Néanmoins, la Russie a lancé un avertissement sévère aux partenaires occidentaux de l’Ukraine qui fournissent de l’aide, notamment du matériel militaire.
Le ministre russe des Affaires étrangères, Sergueï Lavrov, a averti jeudi que les gouvernements étrangers qui aident l’Ukraine « seront responsables de leurs actes ».
Ce niveau de poison a rendu la Pologne nerveuse, ont déclaré des experts, et c’est peut-être l’une des raisons pour lesquelles elle voulait que l’Amérique agisse comme intermédiaire, en envoyant des avions polonais d’une base de l’armée américaine en Allemagne vers l’Ukraine.
Ce n’est pas le seul point de tension.
Le gouvernement polonais poursuit une colonne militaire russe en Biélorussie, qui s’est arrêtée près de la frontière polono-ukrainienne, au nord de l’endroit où de nombreuses fournitures transitent, a déclaré Michal Baranowski, un haut responsable du German Marshall Fund et du directeur du bureau de Varsovie.
Cette menace, un missile russe largué à quelques kilomètres de la frontière polonaise, et l’importance stratégique de la ligne d’approvisionnement ukrainienne expliquent également pourquoi l’allié de l’OTAN a exhorté les États-Unis à lui fournir deux batteries de systèmes de défense antimissile Patriot, a-t-il déclaré. .
« Tant ici en Pologne qu’au siège de l’OTAN, nous prenons au sérieux la possibilité d’une escalade ou d’un débordement – peut-être intentionnel ou non », a déclaré Baranovsky, notant que les alliés de l’OTAN en Europe de l’Est ont pris note lorsque le président russe Vladimir Poutine a déclaré qu’il voulait repousser le frontière de l’alliance. « Nous pensons que c’est peu probable, mais tant de choses impensables se sont déjà produites. »
Pour les Ukrainiens, cependant, il est impensable que leur effort de guerre puisse échouer sans ce flux constant de ravitaillement.

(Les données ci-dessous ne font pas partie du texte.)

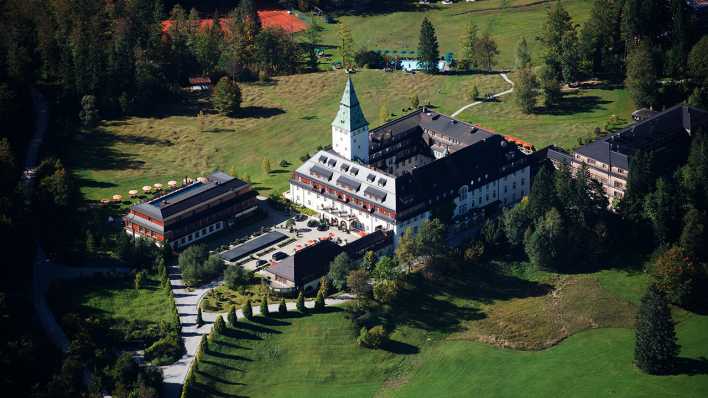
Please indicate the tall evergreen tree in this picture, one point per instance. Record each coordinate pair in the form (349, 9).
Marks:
(642, 76)
(346, 46)
(655, 349)
(469, 47)
(523, 55)
(525, 92)
(559, 38)
(428, 52)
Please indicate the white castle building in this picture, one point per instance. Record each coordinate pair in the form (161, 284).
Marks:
(398, 174)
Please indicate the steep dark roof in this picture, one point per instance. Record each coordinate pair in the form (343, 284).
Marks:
(476, 164)
(189, 196)
(373, 241)
(647, 134)
(307, 264)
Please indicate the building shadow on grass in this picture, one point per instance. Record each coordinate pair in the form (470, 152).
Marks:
(218, 379)
(572, 104)
(691, 366)
(399, 347)
(221, 365)
(259, 112)
(223, 355)
(204, 390)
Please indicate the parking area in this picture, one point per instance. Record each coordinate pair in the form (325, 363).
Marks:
(298, 236)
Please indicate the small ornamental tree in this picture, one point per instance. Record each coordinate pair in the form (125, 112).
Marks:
(247, 310)
(655, 348)
(139, 280)
(219, 325)
(200, 320)
(231, 316)
(372, 338)
(319, 302)
(282, 307)
(300, 303)
(264, 306)
(227, 96)
(203, 346)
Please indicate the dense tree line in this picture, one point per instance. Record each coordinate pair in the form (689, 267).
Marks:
(638, 42)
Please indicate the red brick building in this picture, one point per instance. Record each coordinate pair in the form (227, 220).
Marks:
(192, 212)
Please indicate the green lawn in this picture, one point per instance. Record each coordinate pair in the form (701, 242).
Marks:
(316, 355)
(114, 299)
(400, 30)
(576, 116)
(280, 121)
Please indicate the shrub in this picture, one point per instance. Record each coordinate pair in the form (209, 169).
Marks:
(319, 302)
(236, 276)
(200, 320)
(372, 338)
(197, 266)
(264, 306)
(219, 325)
(676, 276)
(165, 351)
(231, 316)
(247, 310)
(300, 303)
(139, 280)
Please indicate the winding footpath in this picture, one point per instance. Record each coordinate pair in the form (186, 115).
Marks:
(509, 91)
(187, 301)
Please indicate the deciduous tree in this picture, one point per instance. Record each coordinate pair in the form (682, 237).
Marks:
(428, 51)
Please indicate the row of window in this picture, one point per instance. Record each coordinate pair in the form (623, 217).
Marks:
(200, 233)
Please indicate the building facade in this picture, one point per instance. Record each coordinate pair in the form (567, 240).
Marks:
(192, 212)
(608, 159)
(396, 175)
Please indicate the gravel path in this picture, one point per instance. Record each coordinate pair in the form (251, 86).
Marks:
(187, 301)
(509, 91)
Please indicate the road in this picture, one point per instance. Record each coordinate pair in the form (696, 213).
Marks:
(509, 91)
(187, 301)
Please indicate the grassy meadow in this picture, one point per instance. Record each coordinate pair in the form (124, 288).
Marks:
(507, 21)
(431, 351)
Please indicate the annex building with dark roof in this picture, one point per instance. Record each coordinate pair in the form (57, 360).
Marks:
(608, 158)
(193, 211)
(393, 176)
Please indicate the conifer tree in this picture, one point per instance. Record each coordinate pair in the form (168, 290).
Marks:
(641, 78)
(319, 302)
(247, 310)
(655, 349)
(219, 325)
(227, 96)
(428, 51)
(231, 316)
(264, 306)
(200, 320)
(300, 303)
(523, 55)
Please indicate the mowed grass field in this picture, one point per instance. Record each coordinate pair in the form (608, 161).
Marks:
(279, 121)
(398, 31)
(317, 356)
(115, 299)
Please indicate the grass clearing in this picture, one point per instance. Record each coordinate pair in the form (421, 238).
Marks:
(400, 30)
(114, 299)
(576, 303)
(280, 121)
(317, 356)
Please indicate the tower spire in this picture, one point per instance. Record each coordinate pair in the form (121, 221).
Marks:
(350, 129)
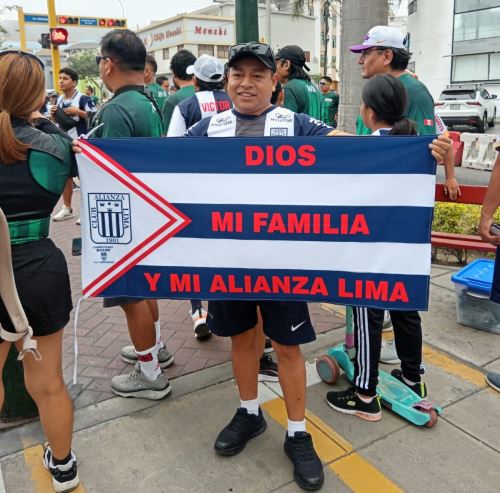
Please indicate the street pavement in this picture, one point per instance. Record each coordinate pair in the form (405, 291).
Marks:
(137, 445)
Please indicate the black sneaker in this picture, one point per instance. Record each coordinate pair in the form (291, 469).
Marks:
(233, 438)
(64, 476)
(419, 388)
(268, 347)
(307, 468)
(268, 369)
(348, 402)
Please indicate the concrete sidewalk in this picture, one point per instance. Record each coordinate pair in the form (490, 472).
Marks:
(135, 445)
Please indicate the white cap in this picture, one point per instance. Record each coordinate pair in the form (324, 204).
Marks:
(383, 37)
(207, 68)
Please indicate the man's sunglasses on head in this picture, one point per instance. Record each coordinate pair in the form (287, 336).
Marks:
(99, 58)
(256, 48)
(23, 53)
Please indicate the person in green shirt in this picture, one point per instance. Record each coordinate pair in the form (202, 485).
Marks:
(301, 95)
(89, 91)
(132, 112)
(155, 89)
(329, 102)
(384, 51)
(183, 81)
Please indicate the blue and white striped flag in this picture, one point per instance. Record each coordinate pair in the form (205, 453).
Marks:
(345, 220)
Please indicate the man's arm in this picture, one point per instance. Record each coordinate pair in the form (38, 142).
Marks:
(177, 127)
(451, 187)
(490, 205)
(421, 111)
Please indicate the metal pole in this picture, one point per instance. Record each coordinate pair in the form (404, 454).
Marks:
(268, 21)
(54, 50)
(247, 21)
(22, 28)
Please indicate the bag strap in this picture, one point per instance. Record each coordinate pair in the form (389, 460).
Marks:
(10, 298)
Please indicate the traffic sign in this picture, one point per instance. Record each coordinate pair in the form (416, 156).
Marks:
(75, 21)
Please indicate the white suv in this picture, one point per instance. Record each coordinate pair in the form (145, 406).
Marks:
(467, 104)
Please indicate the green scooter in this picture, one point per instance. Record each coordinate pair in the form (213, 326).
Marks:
(394, 394)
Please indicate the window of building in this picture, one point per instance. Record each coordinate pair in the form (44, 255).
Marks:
(469, 5)
(223, 52)
(477, 25)
(206, 49)
(470, 68)
(495, 66)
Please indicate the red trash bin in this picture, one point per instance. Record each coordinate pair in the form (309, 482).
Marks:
(458, 147)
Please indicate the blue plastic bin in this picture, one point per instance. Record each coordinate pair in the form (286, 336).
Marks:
(473, 287)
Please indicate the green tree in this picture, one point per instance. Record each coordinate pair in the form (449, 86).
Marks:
(356, 18)
(85, 66)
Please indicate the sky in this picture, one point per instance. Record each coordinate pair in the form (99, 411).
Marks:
(137, 12)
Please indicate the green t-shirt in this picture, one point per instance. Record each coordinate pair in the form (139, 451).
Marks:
(158, 93)
(129, 113)
(173, 100)
(329, 108)
(420, 107)
(301, 96)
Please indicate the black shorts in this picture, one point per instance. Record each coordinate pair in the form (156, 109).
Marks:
(42, 281)
(286, 322)
(119, 301)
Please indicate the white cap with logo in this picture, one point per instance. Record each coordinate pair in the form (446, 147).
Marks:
(383, 37)
(207, 68)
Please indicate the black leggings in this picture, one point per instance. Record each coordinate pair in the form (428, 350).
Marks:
(368, 340)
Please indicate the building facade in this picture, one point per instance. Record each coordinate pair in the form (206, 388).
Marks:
(212, 30)
(455, 41)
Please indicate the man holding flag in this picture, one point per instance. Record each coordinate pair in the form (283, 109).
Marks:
(251, 82)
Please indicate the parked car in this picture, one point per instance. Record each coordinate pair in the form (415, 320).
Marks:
(467, 104)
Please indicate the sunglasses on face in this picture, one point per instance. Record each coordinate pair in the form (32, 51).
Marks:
(98, 59)
(23, 53)
(256, 48)
(365, 53)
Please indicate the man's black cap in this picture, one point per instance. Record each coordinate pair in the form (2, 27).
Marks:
(261, 51)
(294, 54)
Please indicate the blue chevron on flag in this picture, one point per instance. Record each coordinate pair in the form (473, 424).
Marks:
(345, 220)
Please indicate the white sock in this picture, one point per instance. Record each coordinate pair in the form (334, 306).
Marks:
(252, 406)
(409, 382)
(159, 341)
(294, 426)
(148, 361)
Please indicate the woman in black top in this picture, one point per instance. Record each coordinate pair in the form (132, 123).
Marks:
(34, 167)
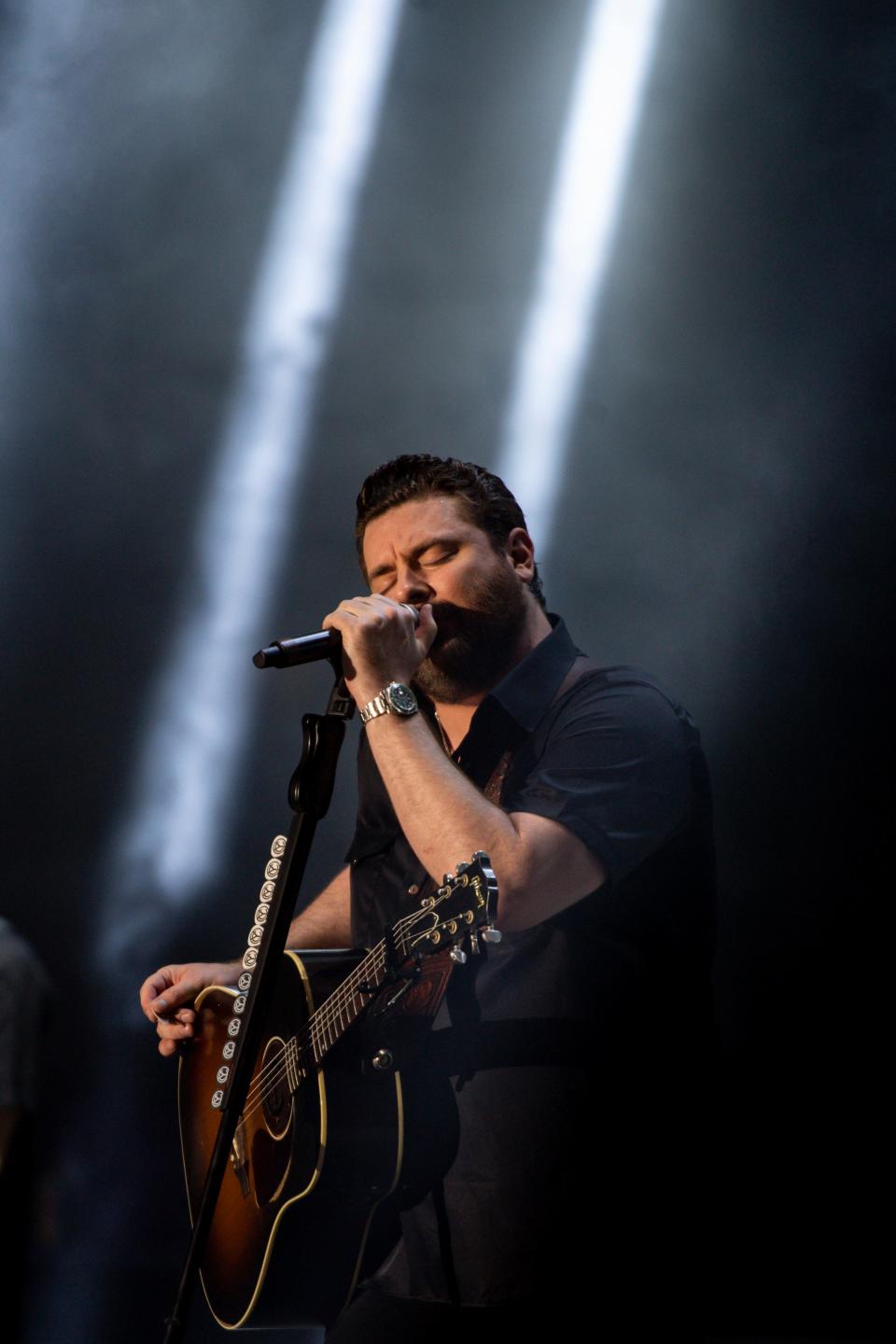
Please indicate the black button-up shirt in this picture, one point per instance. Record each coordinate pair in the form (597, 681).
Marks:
(562, 1044)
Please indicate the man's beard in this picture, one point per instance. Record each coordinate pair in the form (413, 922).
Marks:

C’est un concept aussi difficile à intégrer que l’immense besoin du pays.
Alors que Prytula a créé un puissant centre d’approvisionnement à Kiev, expédiant du matériel aux soldats en vrac, il reçoit toujours des centaines d’appels individuels demandant du matériel chaque jour. Parfois, la femme d’un soldat demande un gilet pare-balles, parfois une personne âgée demande un casque.
C’est une tâche difficile, mais il a dit que lui et son équipe grandissante de bénévoles restaient concentrés sur leur mission.
« Tout le monde comprend ce qu’il a à faire », a déclaré Prytula. « C’est pourquoi c’est devenu un peu plus facile pour moi : je peux partager la responsabilité et nous pouvons nous entraider. »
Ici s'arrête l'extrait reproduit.